About the Technology
In this world's first slide-style palm vein authentication technology, Fujitsu has miniaturized the optical unit to a mere 8 mm in width, allowing it to fit within the touch panel of mobile devices. This enables authentication simply by sliding one's fingers across the touch panel.
Key features of the technology are as follows:
1. Optical design technology for a uniformly lit, rectangular illumination area
Fujitsu Laboratories developed a compound optical element that utilizes optical diffraction to both scatter and focus light (Figure 1). The light radiated from the LED is diffracted to illuminate upwards diagonally, enabling illumination with uniform intensity over a rectangular area that is wider than the illumination component. By diffracting the light with uniform intensity at the rectangular area for image capture, the number of LEDs can be reduced. Moreover, by creating a structure in which the illumination component and the image capture component can be arranged in one row, Fujitsu Laboratories was able to create a size small enough to fit within the narrow width of a mobile device frame.

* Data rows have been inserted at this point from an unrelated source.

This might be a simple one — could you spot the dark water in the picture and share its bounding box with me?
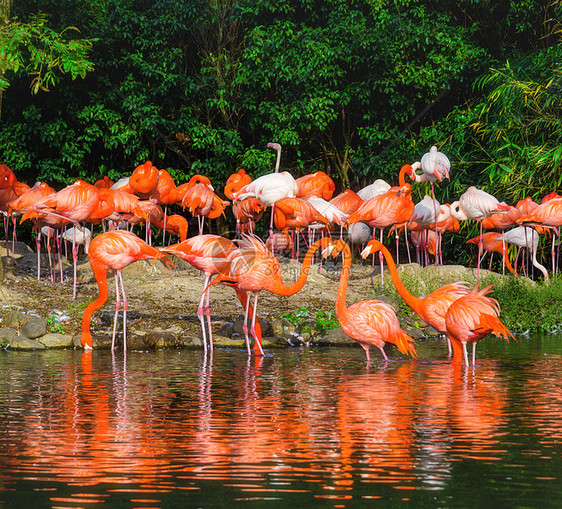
[0,335,562,508]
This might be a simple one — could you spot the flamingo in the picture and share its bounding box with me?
[445,285,513,367]
[347,184,415,284]
[323,239,417,365]
[80,230,173,351]
[502,226,548,281]
[466,232,516,274]
[233,143,299,234]
[330,189,364,216]
[361,240,469,355]
[296,171,336,201]
[450,186,509,279]
[161,235,236,352]
[129,161,160,198]
[517,193,562,272]
[8,182,55,281]
[409,195,451,265]
[21,180,100,300]
[211,234,331,355]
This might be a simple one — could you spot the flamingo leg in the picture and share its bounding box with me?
[250,293,265,355]
[205,276,213,352]
[462,342,469,367]
[242,292,252,355]
[197,276,210,353]
[118,271,128,354]
[111,271,121,350]
[35,230,41,281]
[72,227,78,300]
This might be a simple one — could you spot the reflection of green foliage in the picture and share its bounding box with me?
[281,306,340,336]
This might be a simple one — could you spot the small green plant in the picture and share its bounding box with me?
[281,306,340,336]
[47,315,64,334]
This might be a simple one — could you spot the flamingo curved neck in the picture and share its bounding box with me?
[80,262,109,347]
[398,164,416,187]
[275,239,326,296]
[374,241,423,315]
[450,201,469,221]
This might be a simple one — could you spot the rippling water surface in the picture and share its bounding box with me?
[0,335,562,508]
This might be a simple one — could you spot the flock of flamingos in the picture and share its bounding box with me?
[0,143,562,366]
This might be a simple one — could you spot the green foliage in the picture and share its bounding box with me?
[0,14,93,94]
[484,275,562,332]
[281,306,340,337]
[47,315,64,334]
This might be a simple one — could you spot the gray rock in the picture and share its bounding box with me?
[4,311,29,330]
[319,327,355,345]
[0,327,18,344]
[20,316,47,339]
[232,316,271,337]
[10,336,47,350]
[38,333,74,348]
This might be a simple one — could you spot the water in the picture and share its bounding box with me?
[0,335,562,508]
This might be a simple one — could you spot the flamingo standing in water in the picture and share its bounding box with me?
[80,230,172,351]
[211,234,331,355]
[323,239,417,364]
[361,240,469,355]
[445,285,513,367]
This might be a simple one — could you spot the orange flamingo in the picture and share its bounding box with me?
[445,285,515,367]
[361,240,469,354]
[161,233,236,351]
[211,234,331,355]
[517,193,562,272]
[466,232,517,275]
[80,230,173,351]
[129,161,160,198]
[8,182,55,281]
[347,181,415,285]
[150,214,188,242]
[330,189,364,216]
[323,239,417,364]
[224,168,252,200]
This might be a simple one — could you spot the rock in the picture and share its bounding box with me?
[20,316,47,339]
[232,315,271,337]
[271,320,285,336]
[3,311,29,330]
[0,327,18,345]
[10,336,47,350]
[38,333,74,348]
[317,327,355,345]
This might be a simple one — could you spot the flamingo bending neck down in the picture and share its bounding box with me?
[80,230,173,351]
[361,240,469,355]
[445,285,515,367]
[323,239,417,364]
[210,235,331,355]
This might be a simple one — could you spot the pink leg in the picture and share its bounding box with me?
[35,230,41,281]
[205,277,213,352]
[111,271,121,350]
[250,293,265,355]
[197,276,211,352]
[119,271,128,354]
[242,292,252,355]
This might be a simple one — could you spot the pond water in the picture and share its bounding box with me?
[0,334,562,508]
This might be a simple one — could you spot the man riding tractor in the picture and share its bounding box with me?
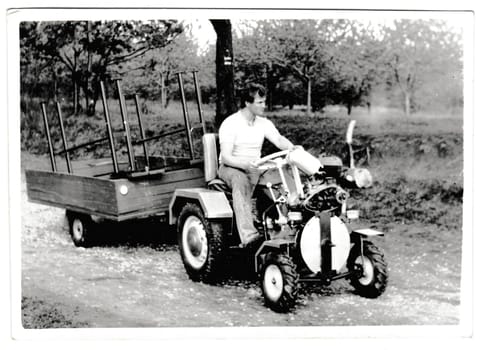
[169,85,387,312]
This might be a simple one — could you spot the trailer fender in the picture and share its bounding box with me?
[169,188,233,225]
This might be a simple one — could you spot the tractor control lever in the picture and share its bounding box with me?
[266,182,288,225]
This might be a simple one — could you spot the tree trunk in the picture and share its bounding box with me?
[347,103,352,115]
[266,66,276,111]
[160,73,167,112]
[72,76,79,115]
[306,77,312,116]
[404,91,411,117]
[210,19,237,127]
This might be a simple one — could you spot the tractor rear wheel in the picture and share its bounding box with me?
[177,203,225,283]
[347,241,388,298]
[261,253,299,312]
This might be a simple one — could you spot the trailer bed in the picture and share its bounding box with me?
[25,157,205,221]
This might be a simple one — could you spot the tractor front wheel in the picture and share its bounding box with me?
[347,241,388,298]
[261,253,299,312]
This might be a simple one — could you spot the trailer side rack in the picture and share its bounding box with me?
[41,71,206,178]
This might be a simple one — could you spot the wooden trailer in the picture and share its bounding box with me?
[25,71,206,246]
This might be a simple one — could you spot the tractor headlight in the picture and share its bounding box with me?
[345,168,372,188]
[120,185,128,196]
[347,210,359,220]
[354,169,372,188]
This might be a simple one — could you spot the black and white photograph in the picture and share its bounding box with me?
[2,2,479,348]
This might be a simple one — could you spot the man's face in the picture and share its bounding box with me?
[246,95,266,115]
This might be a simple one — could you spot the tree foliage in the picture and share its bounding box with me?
[20,20,182,115]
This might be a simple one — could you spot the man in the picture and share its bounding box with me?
[218,84,295,247]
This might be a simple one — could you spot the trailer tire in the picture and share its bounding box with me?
[66,210,94,248]
[347,241,388,298]
[261,253,299,312]
[177,203,225,283]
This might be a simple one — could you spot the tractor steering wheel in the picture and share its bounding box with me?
[254,150,290,170]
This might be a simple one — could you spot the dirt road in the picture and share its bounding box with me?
[21,170,461,328]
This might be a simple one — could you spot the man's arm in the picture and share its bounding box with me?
[221,142,254,170]
[265,121,295,150]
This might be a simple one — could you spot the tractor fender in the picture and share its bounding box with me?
[350,228,384,242]
[254,238,295,273]
[168,188,233,225]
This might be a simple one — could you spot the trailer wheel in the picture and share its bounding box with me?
[347,241,388,298]
[177,203,225,283]
[261,253,299,312]
[66,210,93,247]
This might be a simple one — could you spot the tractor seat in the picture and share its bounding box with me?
[202,133,232,198]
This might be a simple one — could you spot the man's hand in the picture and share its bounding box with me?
[244,160,258,171]
[289,145,304,152]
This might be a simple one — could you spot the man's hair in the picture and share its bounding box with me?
[241,83,266,107]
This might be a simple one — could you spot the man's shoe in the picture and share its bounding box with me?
[239,234,264,250]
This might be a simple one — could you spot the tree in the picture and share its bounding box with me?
[210,19,237,126]
[233,20,346,114]
[330,21,384,115]
[20,20,182,112]
[383,19,461,115]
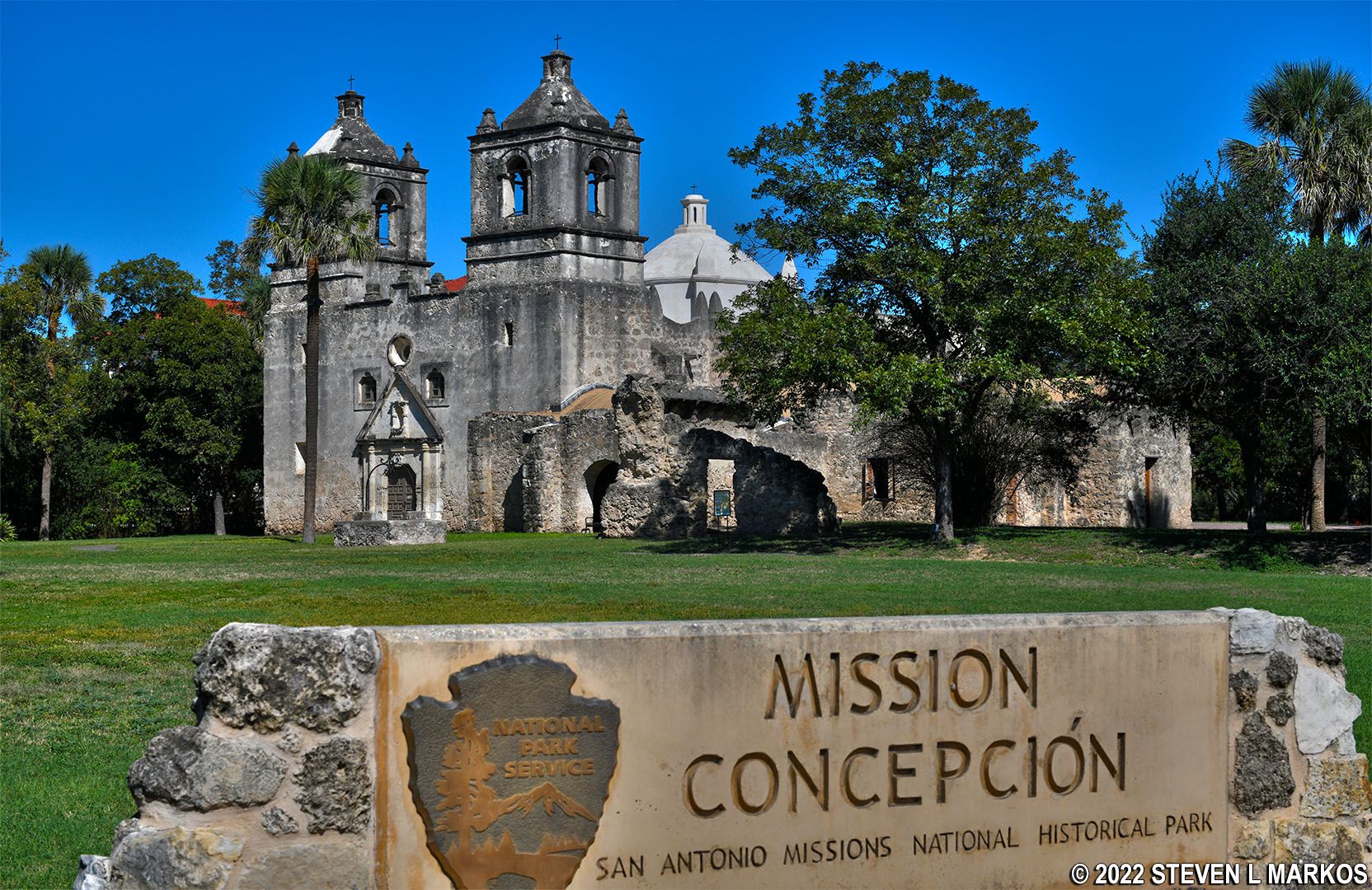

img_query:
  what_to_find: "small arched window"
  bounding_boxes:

2. Slide-style input with a finger stroke of the touch-panel, and an authentication algorithm
Users slide their fingers across the touch panel of the mobile device, and as the user's palm passes over the optical unit, which continuously captures images of the palm. At the same time, coordinate data obtained from the touch panel is also continuously recorded (Figure 2). Even though the optical unit's compact size results in a smaller capture area, because the hand passes over the optical unit, the pattern of palm veins is divided up for reading, enabling the entire palm vein pattern to be used for authentication. The guides make the captured area on the palm easier to reproduce. In addition, Fujitsu Laboratories developed a new algorithm for authenticating the divided-up palm vein patterns, verifying data using such features as image selection (false accept rate of 0.001%, and a one-retry false reject rate of 0.01%).
Using this newly developed technology, Fujitsu Laboratories has reduced the width of the optical unit for palm vein authentication to a mere 8 mm, achieving a size small enough to fit in the frame of tablets or other compact mobile devices that have narrow borders. Furthermore, combining a slide action with an authentication algorithm means verification just as dependable as current optical units.
Fujitsu Laboratories plans to continue refining its optical units and authentication algorithms with the goal of practical implementation of slide-style palm vein authentication technology during fiscal 2017. The company looks forward to expanding the use of palm vein authentication into new situations, thanks to new miniaturization techniques such as the compound optical element.